A question of bottleneck management, you always need to ask yourself: "where is currently the weakest link?" It is good to take a critical look at the financial processes in the company, because to use a real estate metaphor: "A building is only as strong as its foundation."
The company’s financial planning also starts with a good basis at operational level: the projects. As a CFO, if you want to be able to rely on a KPI dashboard, you need to be certain that it is based on good data and that you have the right controls in place. In this blog, I look at the ‘foundation’ in more depth: the five pillars of project control.
The five pillars of project control
Pillar 1: Estimating costs & returns
Returns and risk go together. When considering risks, we tend to think first about the project risks, like land acquisition, financing and sales risk. But good risk management (and thus return management) go further. The quality of estimating costs & returns is an example of that. In general, I can say that estimates must be transparent, appropriate, and robust for the current phase of the project.
By 'transparent' I mean that when assessing a forecast in an investment proposal, for example, the forecasting method used as a basis must be clear to the reader without any verbal explanation: are the estimates based on a standard norm, on personal experience, on expert advice, a quote, a contract? That makes a huge difference for the 'hardness' of the figures you are looking at. Which is where the word 'appropriate' comes in: is the method used to substantiate the forecast appropriate for the current phase of the project?

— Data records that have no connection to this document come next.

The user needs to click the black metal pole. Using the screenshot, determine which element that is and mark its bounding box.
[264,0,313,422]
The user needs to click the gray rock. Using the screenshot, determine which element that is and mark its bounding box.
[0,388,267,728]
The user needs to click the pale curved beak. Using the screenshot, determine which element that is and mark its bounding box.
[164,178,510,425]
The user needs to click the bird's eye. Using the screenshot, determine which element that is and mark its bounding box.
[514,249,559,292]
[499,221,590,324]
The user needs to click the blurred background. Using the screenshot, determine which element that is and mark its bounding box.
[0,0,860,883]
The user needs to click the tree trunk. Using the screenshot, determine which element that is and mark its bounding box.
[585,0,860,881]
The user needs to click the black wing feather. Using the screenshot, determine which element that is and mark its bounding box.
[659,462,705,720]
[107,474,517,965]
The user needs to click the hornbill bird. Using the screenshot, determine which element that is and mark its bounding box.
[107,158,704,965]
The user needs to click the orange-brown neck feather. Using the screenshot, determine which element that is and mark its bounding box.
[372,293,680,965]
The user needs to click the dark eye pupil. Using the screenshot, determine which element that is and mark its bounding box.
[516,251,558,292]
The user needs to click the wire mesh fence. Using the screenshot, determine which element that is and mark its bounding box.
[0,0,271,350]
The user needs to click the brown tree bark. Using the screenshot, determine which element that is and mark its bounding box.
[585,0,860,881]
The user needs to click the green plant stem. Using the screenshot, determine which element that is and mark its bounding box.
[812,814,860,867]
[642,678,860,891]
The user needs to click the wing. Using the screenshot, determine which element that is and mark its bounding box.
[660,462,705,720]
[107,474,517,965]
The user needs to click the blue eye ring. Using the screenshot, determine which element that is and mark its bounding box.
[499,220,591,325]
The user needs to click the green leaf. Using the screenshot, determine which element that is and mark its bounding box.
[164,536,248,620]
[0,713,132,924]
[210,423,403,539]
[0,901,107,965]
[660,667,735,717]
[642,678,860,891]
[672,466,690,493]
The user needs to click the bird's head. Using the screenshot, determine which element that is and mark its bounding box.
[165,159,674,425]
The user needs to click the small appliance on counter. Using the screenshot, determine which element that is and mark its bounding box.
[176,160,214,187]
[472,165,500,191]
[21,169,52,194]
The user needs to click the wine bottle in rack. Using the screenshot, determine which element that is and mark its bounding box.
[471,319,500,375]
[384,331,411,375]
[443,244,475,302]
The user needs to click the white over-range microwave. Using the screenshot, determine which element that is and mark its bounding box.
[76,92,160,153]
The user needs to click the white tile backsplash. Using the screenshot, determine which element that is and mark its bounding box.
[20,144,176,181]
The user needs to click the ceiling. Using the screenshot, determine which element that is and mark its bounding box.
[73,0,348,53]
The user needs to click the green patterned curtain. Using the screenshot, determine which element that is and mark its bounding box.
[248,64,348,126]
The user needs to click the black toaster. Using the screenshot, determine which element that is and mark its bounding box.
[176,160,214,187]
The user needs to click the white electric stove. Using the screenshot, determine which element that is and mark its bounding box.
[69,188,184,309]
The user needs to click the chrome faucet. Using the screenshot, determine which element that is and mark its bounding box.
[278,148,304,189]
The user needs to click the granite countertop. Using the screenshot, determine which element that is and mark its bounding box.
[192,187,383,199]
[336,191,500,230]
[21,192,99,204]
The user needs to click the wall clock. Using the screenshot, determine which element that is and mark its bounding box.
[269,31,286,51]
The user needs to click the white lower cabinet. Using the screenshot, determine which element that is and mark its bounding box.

Smart software helps you work from rough to fine data on which to base the costs and returns. This enables you to start with a quick, rough initial estimate based on standard amounts or own estimates and provide better substantiation with quotes and contracts as more information becomes available during the project.
Finally, the forecast must be 'robust'. Does every project developer use their own Excel model? Is there a standard template, but does everyone adapt it as they see fit? How do you ensure that the whole company uses the latest version? All these issues are potential risks for the quality of the forecast. Because mistakes are easily made, and it means that the reader of the forecast first needs to understand the calculation rules. Smart software contains robust, predefined calculation models while offering sufficient flexibility to enable the multiple project variables to be included in the forecasting.
Pillar 2: Quality of the planning
Just as return and risk go together, so do time and money. Because the difference between one million euros today is huge compared with one million euros next year. A few things to consider, for example: indexation, financing, return and the 'time factor'. The further you plan into the future, the more uncertain it becomes. And a lot can happen in the meantime.
When planning money in time, it is therefore important to choose a good ‘granularity’, i.e. the right level of detail. This helps you assess the figures at the right abstraction level. In general: the further you get in the process, the more you know and so the more detail you can add. Which doesn’t mean that you must. It also means that amounts in the near future can be more accurately assessed than in the far future. This prevents false accuracy.
Pillar 3: Cost control
Future and past come together in the present. It is only meaningful to plan for the future if you also monitor whether your estimates were correct and whether you are on schedule with the execution. Cost control is fundamental for managing an ongoing project.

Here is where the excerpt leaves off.